From my desk under the kitchen window I see directly out to the back yard and up the hill to the road that passes behind our house. In April it's just a tangle of brown trunks and roadside electric wires, with the only greenery the garlic mustard spreading on the woodland floor. From a distance my eye caught this one trunk all askew.

It's right at the edge of the road. I went out and climbed the hill to investigate.

The trees along the road are all weed trees, and they are tangled up in bittersweet and poison ivy vines. I don't do anything to tend the road edge. This tree seems to have been broken off at the base and the only reason it's not lying on the ground is that it got caught in a snarl of vines on other trees.

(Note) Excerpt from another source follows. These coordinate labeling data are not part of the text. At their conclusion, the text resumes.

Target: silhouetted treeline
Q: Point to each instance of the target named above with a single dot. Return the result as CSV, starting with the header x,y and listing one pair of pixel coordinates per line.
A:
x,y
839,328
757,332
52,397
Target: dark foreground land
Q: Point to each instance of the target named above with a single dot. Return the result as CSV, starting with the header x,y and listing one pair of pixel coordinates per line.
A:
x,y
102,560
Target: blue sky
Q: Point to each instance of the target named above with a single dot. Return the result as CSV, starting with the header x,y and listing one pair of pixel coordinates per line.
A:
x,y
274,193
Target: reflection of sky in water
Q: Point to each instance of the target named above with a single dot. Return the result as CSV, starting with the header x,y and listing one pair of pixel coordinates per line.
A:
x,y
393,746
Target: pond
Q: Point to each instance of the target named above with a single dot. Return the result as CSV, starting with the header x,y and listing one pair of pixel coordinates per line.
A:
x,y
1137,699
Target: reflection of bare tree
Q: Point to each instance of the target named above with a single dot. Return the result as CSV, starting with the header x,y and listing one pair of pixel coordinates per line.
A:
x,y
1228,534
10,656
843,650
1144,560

I couldn't even see what had happened to the trunk. It was just uprooted.

Just a few feet away to the left, two other trees were uprooted and tilting over in the opposite direction.

Earlier this spring I found one of the trees I had planted years ago, a 'UConn' white pine, uprooted and lying on the ground with barely any root mass left. It was also at the top of the hill, near the road, but not right on the roadside edge.

I know trees fall down in the forest all the time. And this narrow strip of untended, vine-clogged, trashy trees along the road is hardly a healthy forest.

But what is causing so many trees to break off at the root flare and fall down all at once this year?